I mean it. I’m gone, I say.
She goes, When you decide to do it, just go. Don’t bother telling me because I’m not going with you. Men have left me before. I survived. I’ll survive you. Leave before I come home. Make it easy on us both.
I will, I say. I can do that.
Okay, she goes, okay.
Next day
Just me in here this afternoon.
What’s the latest on Gene? I ask Mike.
Haven’t heard a thing, he says.
Mike has owned Mike’s for ten years. He was in a band, got married, and had a kid. In other words, time to get a real job. So he bought the bar and named it after himself. He’s divorced now, sees the kid every two weeks, plays gigs occasionally, and runs this place. Says if he ever sells it, the buyer will have to keep the name. Years from now nobody will know who the hell Mike was but his name will be here. A piece of himself nobody will know and can’t shake off. That’s one way to make an impression.

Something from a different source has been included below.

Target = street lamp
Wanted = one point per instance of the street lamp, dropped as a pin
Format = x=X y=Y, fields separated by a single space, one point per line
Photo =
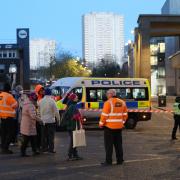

I first came to Mike’s by chance. I used to drink at another bar on the Paseo but one night it was packed. After Kandahar, I couldn’t handle crowds, so I left. On my way home, I stopped at Mike’s. Some lights on but barely anyone in it. I had a few beers and came back the next night. Two nights in a row and Mike figured he had himself a new regular. He bought me a beer and said his name was Mike. We shook hands. Sealed the deal, as they say.
I met Fran here. She was shooting pool by herself. Bent over the table, her ass jutted high and round against her jeans, and any man with a nut sack would have known that if she looked that nice from behind she’d be more than tolerable face-to-face. And, if she wasn’t, so what with an ass like that. But she was fine all the way around.